Oggi disponiamo di molto materiale scritto per studiare sia individualmente che insieme ai compagni di fede: i giornali, le pubblicazioni, i libri, il sito dell’Istituto Buddista.
Tutte le riunioni mensili, nessuna esclusa, da quella di discussione a quella di studio nelle case, a quelle delle varie Divisioni, come pure i piccoli incontri che facciamo per andare a trovare le persone, possono essere arricchite dalla lettura di un brano, dalla spiegazione di un aspetto del Buddismo, dallo scambio di considerazioni su come mettiamo in pratica il Buddismo concretamente.
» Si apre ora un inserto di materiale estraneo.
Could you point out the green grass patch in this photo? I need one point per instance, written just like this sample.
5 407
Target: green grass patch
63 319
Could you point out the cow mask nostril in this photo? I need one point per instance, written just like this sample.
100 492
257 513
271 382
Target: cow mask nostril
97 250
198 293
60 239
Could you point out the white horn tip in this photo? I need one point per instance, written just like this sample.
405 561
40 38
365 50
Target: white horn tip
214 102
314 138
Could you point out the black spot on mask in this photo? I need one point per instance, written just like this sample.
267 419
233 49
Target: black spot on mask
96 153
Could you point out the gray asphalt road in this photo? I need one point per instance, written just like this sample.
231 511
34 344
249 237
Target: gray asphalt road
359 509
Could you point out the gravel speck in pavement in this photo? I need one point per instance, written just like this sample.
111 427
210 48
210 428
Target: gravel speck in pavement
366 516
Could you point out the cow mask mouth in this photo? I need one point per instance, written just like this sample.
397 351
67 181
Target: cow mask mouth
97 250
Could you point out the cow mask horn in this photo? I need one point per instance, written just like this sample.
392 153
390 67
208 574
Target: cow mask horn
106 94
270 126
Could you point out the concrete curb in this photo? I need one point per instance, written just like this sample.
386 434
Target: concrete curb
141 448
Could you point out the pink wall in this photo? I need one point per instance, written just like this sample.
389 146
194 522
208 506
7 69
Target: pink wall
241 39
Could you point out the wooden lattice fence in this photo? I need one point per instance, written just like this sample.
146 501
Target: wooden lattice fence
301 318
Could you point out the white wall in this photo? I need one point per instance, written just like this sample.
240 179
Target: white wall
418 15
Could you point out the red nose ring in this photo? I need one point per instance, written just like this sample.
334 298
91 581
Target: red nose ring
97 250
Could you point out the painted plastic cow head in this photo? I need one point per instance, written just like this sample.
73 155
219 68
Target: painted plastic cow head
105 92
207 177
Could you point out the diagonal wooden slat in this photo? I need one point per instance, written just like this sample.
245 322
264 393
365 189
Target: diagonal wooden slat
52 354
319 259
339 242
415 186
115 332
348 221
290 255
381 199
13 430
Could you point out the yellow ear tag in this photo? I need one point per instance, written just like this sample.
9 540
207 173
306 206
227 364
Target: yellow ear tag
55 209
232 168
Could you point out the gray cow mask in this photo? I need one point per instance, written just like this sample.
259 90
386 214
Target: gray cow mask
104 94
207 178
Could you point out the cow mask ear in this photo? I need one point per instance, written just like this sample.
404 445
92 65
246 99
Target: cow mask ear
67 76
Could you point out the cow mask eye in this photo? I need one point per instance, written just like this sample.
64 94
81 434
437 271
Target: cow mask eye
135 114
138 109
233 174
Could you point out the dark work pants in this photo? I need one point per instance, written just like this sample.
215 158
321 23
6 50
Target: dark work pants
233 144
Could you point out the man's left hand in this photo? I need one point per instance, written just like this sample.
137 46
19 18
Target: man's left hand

Che le fonti del materiale siano ufficiali però è molto, molto importante a garanzia della originalità dei testi e della loro eventuale buona traduzione.
Per approfondire il Buddismo di Nichiren Daishonin nelle nostre attività dovremmo sempre utilizzare materiale, per così dire, “DOC” e considerare tutto il resto – discorsi, guide, poesie che spesso circolano su internet con attribuzioni ad autori non sempre corrette – come produzioni personali.
Concludendo, se il Buddismo potrà essere considerato a lungo una religione universale e viva dipenderà da questo genuino spirito di ricerca dei suoi aderenti, che li metterà in grado di essere promotori di importanti cambiamenti, volti alla creazione di relazioni veramente pacifiche e “buddiste”, sotto tutti gli aspetti, sia nella loro vita che nel loro ambiente sociale facendo così apprezzare il Buddismo di Nichiren Daishonin.